On May 27, 2011, he claimed on the News One TV channel that Ajmal Kasab's, the only 26/11 perpetrator arrested alive, was actually Amar Singh and a Sikh and a Research and Analysis Wing agent. He also called him a Bharatiya Janata Party terrorist.

In May 2020, Zaid Hamid said that the COVID-19 vaccine will rid the Muslims of Islamic spirit and that COVID is less dangerous than flu. Adding that Bill Gates wanted to kill the people of the region.

=== Arrest in Saudi Arabia (2015) ===
In June 2015, Hamid was arrested in Saudi Arabia for opposing the Saudi-led intervention in the Yemeni civil war. He was visiting the Kingdom on a private tour with family when he was arrested. On July 1, 2015, media sources began citing unconfirmed reports that Hamid had been sentenced to 8 years in prison, and 1,000 or 1,200 lashes, for criticizing the Saudi government. Media reports later claimed these reports about the sentence could not be verified. The Pakistan embassy officially requested consular access and information about the charges against Hamid. He was released in early October 2015 due to lack of evidence and baseless allegation of spying for Iran. Hamid alleges that the allegation of spying was hatched by India's spy agency Research and Analysis Wing (R&AW).

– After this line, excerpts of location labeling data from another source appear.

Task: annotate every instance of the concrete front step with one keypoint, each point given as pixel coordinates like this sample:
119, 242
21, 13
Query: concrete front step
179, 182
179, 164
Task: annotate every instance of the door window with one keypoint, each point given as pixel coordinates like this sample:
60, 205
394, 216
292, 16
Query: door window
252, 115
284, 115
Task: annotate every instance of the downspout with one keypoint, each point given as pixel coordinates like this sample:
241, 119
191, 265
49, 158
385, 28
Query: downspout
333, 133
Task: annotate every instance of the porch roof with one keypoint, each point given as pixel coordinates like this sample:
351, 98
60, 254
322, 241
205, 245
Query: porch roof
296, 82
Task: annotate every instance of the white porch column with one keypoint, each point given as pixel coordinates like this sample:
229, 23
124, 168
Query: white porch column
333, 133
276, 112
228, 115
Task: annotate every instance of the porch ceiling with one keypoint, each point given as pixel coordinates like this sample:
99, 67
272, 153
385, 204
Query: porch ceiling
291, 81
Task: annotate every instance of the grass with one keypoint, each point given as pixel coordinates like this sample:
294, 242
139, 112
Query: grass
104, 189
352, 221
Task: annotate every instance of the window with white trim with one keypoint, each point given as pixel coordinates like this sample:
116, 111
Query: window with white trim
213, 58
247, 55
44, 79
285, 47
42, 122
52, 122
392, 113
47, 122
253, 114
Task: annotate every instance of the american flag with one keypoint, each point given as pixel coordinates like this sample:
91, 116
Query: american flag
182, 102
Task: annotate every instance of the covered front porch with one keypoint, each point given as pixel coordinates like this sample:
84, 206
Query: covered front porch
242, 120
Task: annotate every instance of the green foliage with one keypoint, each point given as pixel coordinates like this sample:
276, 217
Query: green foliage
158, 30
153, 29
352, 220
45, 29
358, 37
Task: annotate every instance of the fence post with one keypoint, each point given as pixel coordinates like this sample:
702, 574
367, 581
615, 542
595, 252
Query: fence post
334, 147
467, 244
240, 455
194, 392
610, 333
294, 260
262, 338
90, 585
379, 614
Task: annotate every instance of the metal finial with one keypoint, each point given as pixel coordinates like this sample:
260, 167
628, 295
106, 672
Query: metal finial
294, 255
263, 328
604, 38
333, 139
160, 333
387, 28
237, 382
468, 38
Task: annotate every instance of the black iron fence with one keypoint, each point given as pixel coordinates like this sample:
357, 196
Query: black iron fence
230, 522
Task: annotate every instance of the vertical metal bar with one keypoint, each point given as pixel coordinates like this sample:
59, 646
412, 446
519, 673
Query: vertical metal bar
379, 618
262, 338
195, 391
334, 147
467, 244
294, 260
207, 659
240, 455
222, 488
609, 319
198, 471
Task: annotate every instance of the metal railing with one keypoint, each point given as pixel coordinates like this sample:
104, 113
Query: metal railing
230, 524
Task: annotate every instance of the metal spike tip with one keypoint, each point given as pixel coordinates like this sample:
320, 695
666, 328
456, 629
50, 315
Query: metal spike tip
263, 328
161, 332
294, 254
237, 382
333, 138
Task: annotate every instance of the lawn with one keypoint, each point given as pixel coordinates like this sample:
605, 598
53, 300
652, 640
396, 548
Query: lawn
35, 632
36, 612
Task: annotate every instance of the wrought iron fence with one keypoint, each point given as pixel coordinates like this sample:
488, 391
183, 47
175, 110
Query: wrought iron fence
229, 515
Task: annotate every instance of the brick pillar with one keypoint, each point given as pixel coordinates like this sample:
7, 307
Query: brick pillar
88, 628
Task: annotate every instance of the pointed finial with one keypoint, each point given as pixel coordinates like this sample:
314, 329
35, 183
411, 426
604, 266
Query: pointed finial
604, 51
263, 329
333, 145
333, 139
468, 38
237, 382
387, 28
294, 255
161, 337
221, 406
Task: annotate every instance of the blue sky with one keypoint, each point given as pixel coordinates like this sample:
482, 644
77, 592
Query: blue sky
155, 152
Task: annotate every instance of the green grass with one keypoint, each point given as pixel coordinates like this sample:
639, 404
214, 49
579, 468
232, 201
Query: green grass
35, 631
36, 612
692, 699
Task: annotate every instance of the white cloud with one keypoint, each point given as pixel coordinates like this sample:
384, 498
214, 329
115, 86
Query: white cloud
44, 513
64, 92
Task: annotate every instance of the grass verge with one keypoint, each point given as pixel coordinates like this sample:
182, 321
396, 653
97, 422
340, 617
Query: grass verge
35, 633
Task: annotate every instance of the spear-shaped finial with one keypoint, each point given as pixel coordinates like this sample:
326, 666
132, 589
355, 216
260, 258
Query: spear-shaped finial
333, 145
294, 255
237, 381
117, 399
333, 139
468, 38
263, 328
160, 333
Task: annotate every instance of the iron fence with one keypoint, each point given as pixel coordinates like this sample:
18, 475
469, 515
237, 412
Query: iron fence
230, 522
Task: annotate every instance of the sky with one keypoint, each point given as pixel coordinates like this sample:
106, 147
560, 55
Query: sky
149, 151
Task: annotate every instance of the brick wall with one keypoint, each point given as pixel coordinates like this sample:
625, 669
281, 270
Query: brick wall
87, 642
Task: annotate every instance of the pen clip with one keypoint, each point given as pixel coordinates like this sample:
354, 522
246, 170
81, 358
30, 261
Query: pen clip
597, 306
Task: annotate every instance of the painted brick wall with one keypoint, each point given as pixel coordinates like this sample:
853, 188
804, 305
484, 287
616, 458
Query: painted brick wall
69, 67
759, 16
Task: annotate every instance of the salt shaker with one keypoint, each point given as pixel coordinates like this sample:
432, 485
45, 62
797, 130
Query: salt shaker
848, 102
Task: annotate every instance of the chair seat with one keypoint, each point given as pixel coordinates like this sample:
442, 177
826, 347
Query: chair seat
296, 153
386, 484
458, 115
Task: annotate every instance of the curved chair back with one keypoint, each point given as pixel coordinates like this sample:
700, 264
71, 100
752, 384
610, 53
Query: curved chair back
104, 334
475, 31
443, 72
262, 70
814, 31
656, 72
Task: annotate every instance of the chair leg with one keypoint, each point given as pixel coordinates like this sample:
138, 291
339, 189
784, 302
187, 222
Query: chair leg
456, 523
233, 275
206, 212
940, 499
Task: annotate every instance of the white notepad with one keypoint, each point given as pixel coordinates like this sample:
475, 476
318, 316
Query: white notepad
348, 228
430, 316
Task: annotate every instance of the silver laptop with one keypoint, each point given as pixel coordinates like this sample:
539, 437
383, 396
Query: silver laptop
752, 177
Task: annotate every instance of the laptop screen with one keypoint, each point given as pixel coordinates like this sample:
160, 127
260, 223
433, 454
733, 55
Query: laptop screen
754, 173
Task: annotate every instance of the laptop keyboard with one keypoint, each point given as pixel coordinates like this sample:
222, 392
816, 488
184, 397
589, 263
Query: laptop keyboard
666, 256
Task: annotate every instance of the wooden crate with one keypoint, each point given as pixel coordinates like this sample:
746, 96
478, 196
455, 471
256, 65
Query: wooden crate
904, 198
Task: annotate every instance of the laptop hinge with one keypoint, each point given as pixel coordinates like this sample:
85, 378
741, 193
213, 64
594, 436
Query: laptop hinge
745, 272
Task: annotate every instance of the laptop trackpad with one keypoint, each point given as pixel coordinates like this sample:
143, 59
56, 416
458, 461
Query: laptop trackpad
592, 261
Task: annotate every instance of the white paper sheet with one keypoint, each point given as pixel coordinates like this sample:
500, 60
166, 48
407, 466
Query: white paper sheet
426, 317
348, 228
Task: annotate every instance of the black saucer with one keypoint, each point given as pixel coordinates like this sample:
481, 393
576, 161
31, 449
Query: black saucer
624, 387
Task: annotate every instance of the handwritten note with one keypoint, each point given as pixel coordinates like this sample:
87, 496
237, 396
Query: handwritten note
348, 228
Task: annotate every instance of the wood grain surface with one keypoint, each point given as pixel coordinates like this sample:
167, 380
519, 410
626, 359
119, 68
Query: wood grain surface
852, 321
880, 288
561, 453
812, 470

During an interview in 2020, Hamid claimed that then Pakistan Army chief General Raheel Sharif and DG ISI Lt. General Rizwan Akhtar had played an instrumental role in securing his release.

==Books==
His books include:

===Urdu===
- Pākistān : ek ʻishq, ek junūn. Booklet describing account of freedom struggle for Pakistan.
- Islām kā siyāsī taṣavvur : Pākistān men̲ maz̲habī o firqahvārānah tashaddud. Booklet on political thoughts in Islam, includes a brief history of sectarian violence in Pakistan from 1979 to 1996.
- Dahshat gardī ke k̲h̲ilāf Amrīkī jang. Critical study of war on terror.
- Hindū ṣaihūnīyat. Critical study of Pak-India relations from ancient times to 21st century.
- Yahūdī aur ʻĪsāʼī Ṣaihūnīyat. Booklet on alleged Jewish and Christian conspiracies against Muslims.
- Maujūdah Pāk Afghān taʻalluqāt, ek tārīk̲h̲ almīyah. Historical study of Pakistan and Afghanistan relations; critical review.
- Iqbal Purisrar. On the life and thought of Muhammad Iqbal.
- Halqa-E-Yaran. A novel concerning matters of spirituality, in the spirit of Ashfaq Ahmed.
- Khilafat-e-Rashida. On the Rashidun caliphs, their system of governance and justice.

===English===
- Mumbai : dance of the devil : Hindu Zionists, Mumbai attacks, and the Indian dossier against Pakistan
- From Indus to Oxus : memoirs. Memoirs of author highlighting his role in Soviet-Afghan war, 1979–1989; includes his visits and meeting with Afghan leaders in Afghanistan during 1986–1992. Later translated into Urdu by himself as Daryā e Sindh sai daryā e Āmū tak : yād'dāshtīn̲.